Clean, consistently managed data is the engine that powers:
Need Extra Help?
Kiptum specializes in helping independent schools build robust data foundations that fuel growth and Apte specializes in analyzing your data and creating board ready reports.
Please reach out to kaitlin@apte.io or mike@kiptumconsulting.com to set up a time to chat to see how we can help tailor these best practices to your unique needs.
Kaitlin Windle, Founder, Apte
As a proud alum of Hathaway Brown School for girls, Kaitlin is particularly passionate about independent school data intelligence.
With a background of being a professional ballerina to working in investment banking and private equity on Wall Street with JPMorgan and Pantheon, Kaitlin then entered the nonprofit sector as a Development Director and then CFO.
Leveraging her investment banking skills for analyzing data, she started by manually standardizing board reports and delighting executive teams and board members with newfound analytics and reports.
Using these reports, she was able to help drive organizations to their most successful fundraising and financial performance in under a year. Seeing the difference that can be made in such a short time by using data to drive strategic decision making inspired her to start Apte to empower other organizations and independent schools.
Mike Smith, Founder & Lead Consultant, Kiptum Consulting
Mike Smith has spent over 20 years in the field of K-12 education with the bulk of the last decade as a consultant for school and district leadership on a variety of subjects. His experience in research and data analysis introduced him to the world of fundraising for independent schools, in which he gradually developed his expertise and the services he offers in that area. Prior to his work as a consultant, Mike worked as a senior data analyst in the Chicago Public Schools supporting a region of elementary schools and guiding their leadership in responsible use of data and data-driven instructional practices.
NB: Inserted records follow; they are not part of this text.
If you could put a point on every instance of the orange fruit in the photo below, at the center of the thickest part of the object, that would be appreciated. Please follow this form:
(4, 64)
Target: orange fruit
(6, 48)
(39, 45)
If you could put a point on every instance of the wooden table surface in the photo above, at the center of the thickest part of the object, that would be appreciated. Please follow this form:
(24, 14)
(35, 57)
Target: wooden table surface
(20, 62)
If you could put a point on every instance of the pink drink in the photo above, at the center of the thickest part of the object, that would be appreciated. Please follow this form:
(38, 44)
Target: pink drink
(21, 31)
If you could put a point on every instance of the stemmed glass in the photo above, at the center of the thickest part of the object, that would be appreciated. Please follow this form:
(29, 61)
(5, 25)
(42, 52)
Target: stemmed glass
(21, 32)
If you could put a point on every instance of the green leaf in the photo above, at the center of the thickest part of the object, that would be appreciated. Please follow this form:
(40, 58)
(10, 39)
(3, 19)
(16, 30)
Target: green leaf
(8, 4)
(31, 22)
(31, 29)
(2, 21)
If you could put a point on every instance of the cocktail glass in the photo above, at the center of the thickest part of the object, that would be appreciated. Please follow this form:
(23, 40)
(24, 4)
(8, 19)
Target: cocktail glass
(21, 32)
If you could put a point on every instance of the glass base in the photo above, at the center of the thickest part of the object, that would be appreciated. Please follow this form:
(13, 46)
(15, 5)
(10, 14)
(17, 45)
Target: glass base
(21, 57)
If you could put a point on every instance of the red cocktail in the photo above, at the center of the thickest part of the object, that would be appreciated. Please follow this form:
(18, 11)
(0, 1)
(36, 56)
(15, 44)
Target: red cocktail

Mike also spent six years as a Strategy Officer with Modern Teacher, consulting with superintendents and their cabinets in nearly 30 districts around the country as they designed and implemented multi-year strategic plans to spread innovative, learner-centered instructional models to all of their classrooms. To help execute those plans, Mike engaged with all levels of his client districts, training cohorts of teachers in learner-centered strategies, coaching school leaders on effective classroom observation practices, and holding regular full-day planning sessions with leadership cabinets.
Mike has not only trained over a thousand teachers on learner-centered practices, he also trained hundreds of district and school leaders on effective classroom observation and is an expert in Elmore, City, et al’s Instructional Rounds process. In one three-year engagement, Mike trained every principal and assistant principal in nine Delaware school districts–over 250 school leaders in total–over five full-day sessions. Mike is an avid runner and officially incorporated as Kiptum Consulting LLC in October of 2023 in honor of Kelvin Kiptum’s world record-breaking finish in the Chicago Marathon that year. He and his wife live just outside of Chicago with their five-year-old daughter and a bunch of other creatures, including their mastiff, cat, chickens, and parakeets.